Viola da Gamba (1), Tonband (1)
Beschreibung
"Der Titel des Stückes, Turgor, verweist auf die basale kompositorische Idee: Klangzellen bewegen sich in be- und entschleunigtem Zustand wie Teilchen in sehr unterschiedlichen Aggregatzuständen und wechselnden Räumen, so dass eine Assoziation zu biochemischen Prozessen wie Diffusion und Osmose naheliegt. Osmose nämlich bezeichnet das Hindurchtreten (Diffusion) von Flüssigkeitsmolekülen durch eine semipermeable Membran mit der Tendenz, die
Konzentrationsunterschiede gelöster Teilchen auf beiden Seiten auszugleichen. Den dadurch bedingten Druckunterschied bezeichnet man als osmotischen Druck (lateinisch: turgor). Ähnlich wie beim Temperaturausgleich wird bei der Osmose keine Energie frei gesetzt oder benötigt, gleichwohl steigt die Entropie.

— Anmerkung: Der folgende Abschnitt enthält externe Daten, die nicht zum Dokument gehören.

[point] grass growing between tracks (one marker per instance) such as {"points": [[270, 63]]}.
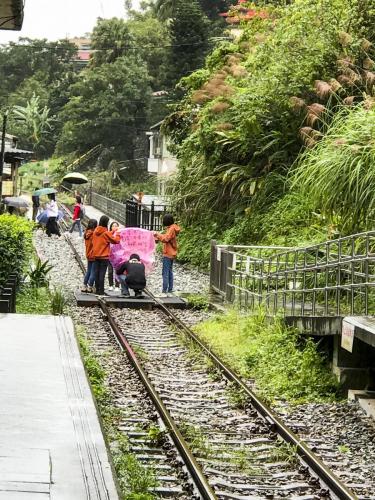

Ohne dass in Turgor nun versucht wird, dieses physikalische Phänomen auf das Klanggewebe zu übertragen, so besteht doch mehr als ein rein assoziativer Zusammenhang. Turgor selbst ist eine Art Mikroorganismus, dessen Räume wie interzelluläre Gebilde angelegt sind – ein Blick auf das Material zeigt, wie deutlich hier musikalische Details mikroskopisch «bearbeitet» werden.
Detailvergrößerungen der mikroskopischen Zellen führen zu signifikanten Ausfransungen der Klänge, die durch spezielle Spieltechniken, Präparierungen am Instrument und eine spezifische Mikrofonierung erreicht werden. Die Vorstellung von parallelen Tonspuren, die wie mit Reglern am Mischpult gesteuert werden, entspricht dabei einem mehrspurigen Spielen auf dem Instrument, wobei es insbesondere kurz vor den ausgeprägten «Membrandurchbrüchen» zu einer extremen Verdichtung des Materials (wie auch des Klangs) kommt. Als materiales wie auch als strukturelles Ziel von Turgor lässt sich die Annäherung – beziehungsweise das kalkulierte Verwischen der Grenzen – von akustischer und elektronischer Musik beschreiben.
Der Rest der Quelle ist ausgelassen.